I often think it would be best not to attempt the solution of the problem of life. Living is hard enough without complicating the process by thinking about it. The wisest thing, perhaps, is to take for granted the “wearisome condition of humanity, born under one law, to another bound,” and to leave the matter at that, without an attempt to reconcile the incompatibles. Oh, the absurd difficulty of it all! And I have, moreover, wasted five shillings, which is serious, you know, in these thin times.

[THE DEATH OF LULLY]

THE sea lay in a breathing calm, and the galley, bosomed in its transparent water, stirred rhythmically to the slow pulse of its sleeping life. Down below there, fathoms away through the crystal-clear Mediterranean, the shadow of the ship lazily swung, moving, a long dark patch, very slowly back and forth across the white sand of the sea-bottom—very slowly, a scarcely perceptible advance and recession of the green darkness. Fishes sometimes passed, now hanging poised with idly tremulous fins, now darting onwards, effortless and incredibly swift; and always, as it seemed, utterly aimless, whether they rested or whether they moved; as the life of angels their life seemed mysterious and unknowable.

All was silence on board the ship.

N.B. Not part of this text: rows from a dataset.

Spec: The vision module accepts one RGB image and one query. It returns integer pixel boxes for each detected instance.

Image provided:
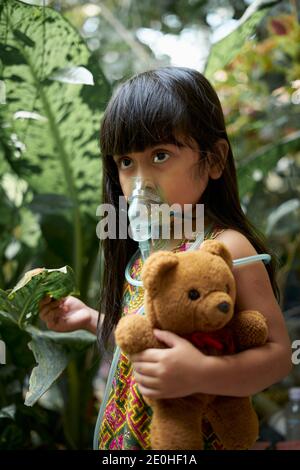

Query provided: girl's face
[113,141,209,207]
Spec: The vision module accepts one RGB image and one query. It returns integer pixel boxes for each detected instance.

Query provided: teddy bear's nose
[218,302,230,313]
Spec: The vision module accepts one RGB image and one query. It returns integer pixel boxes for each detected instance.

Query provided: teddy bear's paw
[233,310,268,350]
[115,315,158,354]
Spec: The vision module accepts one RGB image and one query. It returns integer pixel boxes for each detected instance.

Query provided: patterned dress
[99,228,223,450]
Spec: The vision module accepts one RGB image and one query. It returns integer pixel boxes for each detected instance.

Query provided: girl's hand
[40,295,98,333]
[130,330,207,399]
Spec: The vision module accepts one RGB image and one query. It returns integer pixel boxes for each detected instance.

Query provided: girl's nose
[133,173,156,190]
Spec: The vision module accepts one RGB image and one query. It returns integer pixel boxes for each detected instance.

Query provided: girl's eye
[118,157,131,168]
[154,152,170,163]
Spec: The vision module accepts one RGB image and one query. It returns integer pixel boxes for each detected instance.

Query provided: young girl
[41,67,291,449]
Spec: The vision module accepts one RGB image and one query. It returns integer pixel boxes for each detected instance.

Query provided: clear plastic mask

In their fetid cage below decks the rowers slept where they sat, chained, on their narrow benches. On deck the sailors lay sleeping or sat in little groups playing at dice. The fore-part of the deck was reserved, it seemed, for passengers of distinction. Two figures, a man and a woman, were reclining there on couches, their faces and half-bared limbs flushed in the coloured shadow that was thrown by the great red awning stretched above them.